Acts 2:42-47; 1 Peter 1:3-9; John 20:19-31
The ideal Christian community: living together peacefully and sharing everything they have. Brotherhood, bread and prayers, deep faith and equality.
The people admired the apostles for their attitude of embracing everyone and for not having any private possessions. The apostle’s faith and saintly lives would have been seen as the reason why they could perform miracles.
Sharing possessions can be challenging, so they sold their belongings and shared the income. However, it is interesting to see that the sharing is not done in equal parts but rather considering a combination of equality and solidarity: “according to what each one needed.”
The description almost sounds like a religious order, where the early Christians lived in these communities that determined their lives – but then there is a surprise: “They went as a body to the Temple every day”. So, they still follow the practices and habits of the local wider community in which they were brought up. The breaking of the bread is not done in a temple, a place of worship, but rather in homes where the people were gathering around a table. It might have been because they couldn’t openly admit that they are followers of Jesus Christ.
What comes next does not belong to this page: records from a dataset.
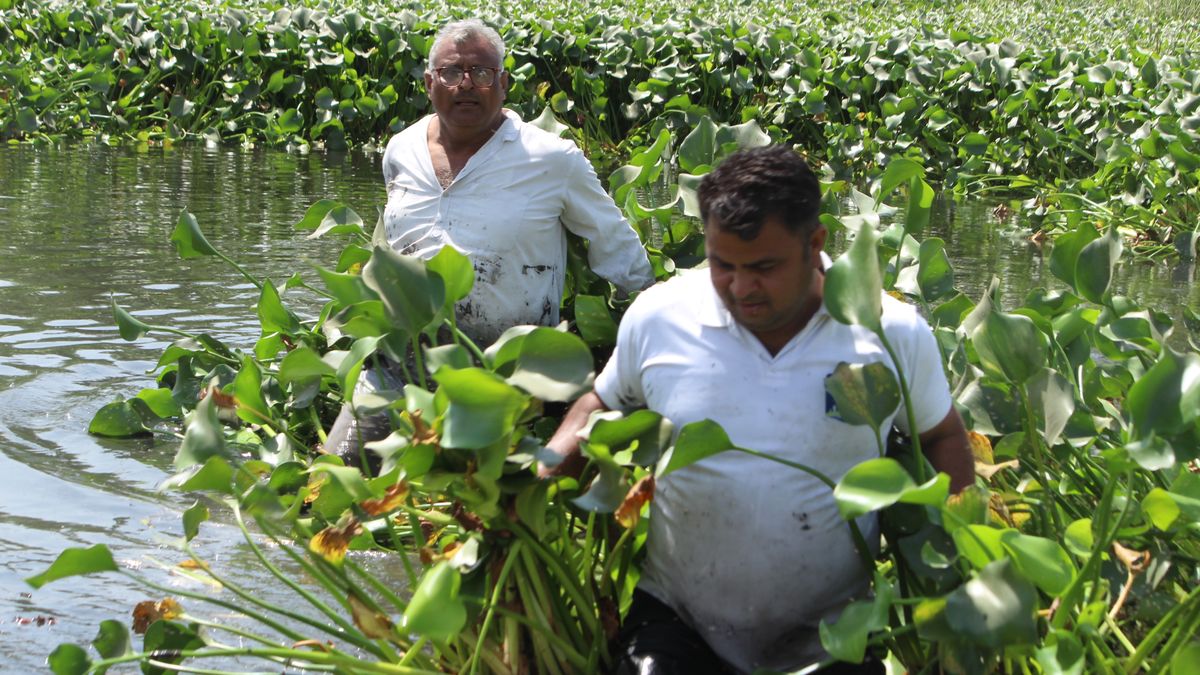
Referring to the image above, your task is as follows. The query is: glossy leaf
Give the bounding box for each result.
[169,211,218,259]
[916,237,955,302]
[656,419,736,477]
[574,294,618,346]
[26,545,118,589]
[944,559,1038,648]
[92,619,131,659]
[426,245,474,305]
[112,297,152,341]
[403,562,466,641]
[1035,630,1085,675]
[972,309,1047,384]
[1126,350,1200,437]
[1074,226,1122,304]
[88,400,151,437]
[182,500,210,542]
[362,244,442,334]
[434,367,526,449]
[507,327,594,402]
[834,458,950,519]
[824,361,900,431]
[999,530,1076,596]
[47,644,90,675]
[1049,221,1099,290]
[588,409,673,466]
[174,394,227,469]
[825,222,883,334]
In Peter, we read that we are sons of God, which means that we are taken seriously and we are able to inherit. The expression “sons” goes much further than children as it doesn’t just refer to the genealogy but includes also rights and responsibilities.
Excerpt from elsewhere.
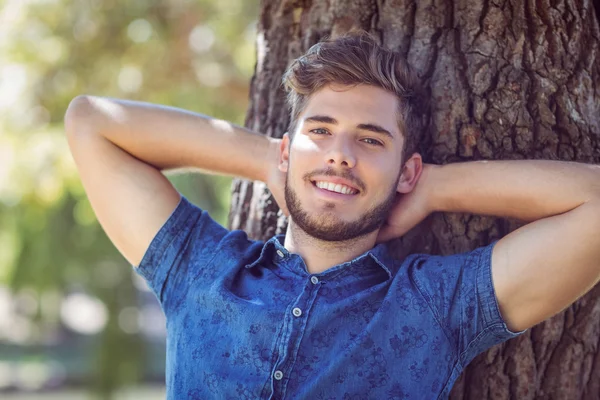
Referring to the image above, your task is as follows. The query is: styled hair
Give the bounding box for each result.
[281,30,430,164]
Jesus’ death is our birth. This picture is very much connected to nature – God’s Creation. Salvation and joy for all is being given to us by the grace of God.
Eight days after the Resurrection, Jesus’ re-birth, he visits his friends. God created the world and the human beings in 6 days, God rests on the eighth day and looks at the Creation and saw that it was good. Jesus comes to his community, the community of those who had followed him during his ministry on earth.
The doors are closed and the disciples are hiding, locking themselves in so that nobody would surprise them. Yet, the resurrected Jesus who has overcome death, also overcomes locked doors. Jesus identifies himself to the disciples with his voice, by greeting them with the words of peace and by showing his wounds.
Once they recognise Jesus, Jesus fulfils the promise he gave to his disciples at the Last Supper: he sends them the Holy Spirit. It is through the Holy Spirit that they will be able to continue the work he had started and to forgive sins. Jesus commissions them.
However, as it happens also today in parishes where ministers are commissioned before they can carry out a certain ministry, there might be someone who misses the commissioning. Will this person have to wait for another group commissioning?
While Jesus offers Thomas to place his hand in Jesus’ wounds, this is only the first step: believing. It is not clear if Thomas actually placed his hand in Jesus’ wounds. However, there is no mention of the Holy Spirit and of a commissioning for Thomas.
Thomas, as anyone else who believes, will have life through Jesus’ name.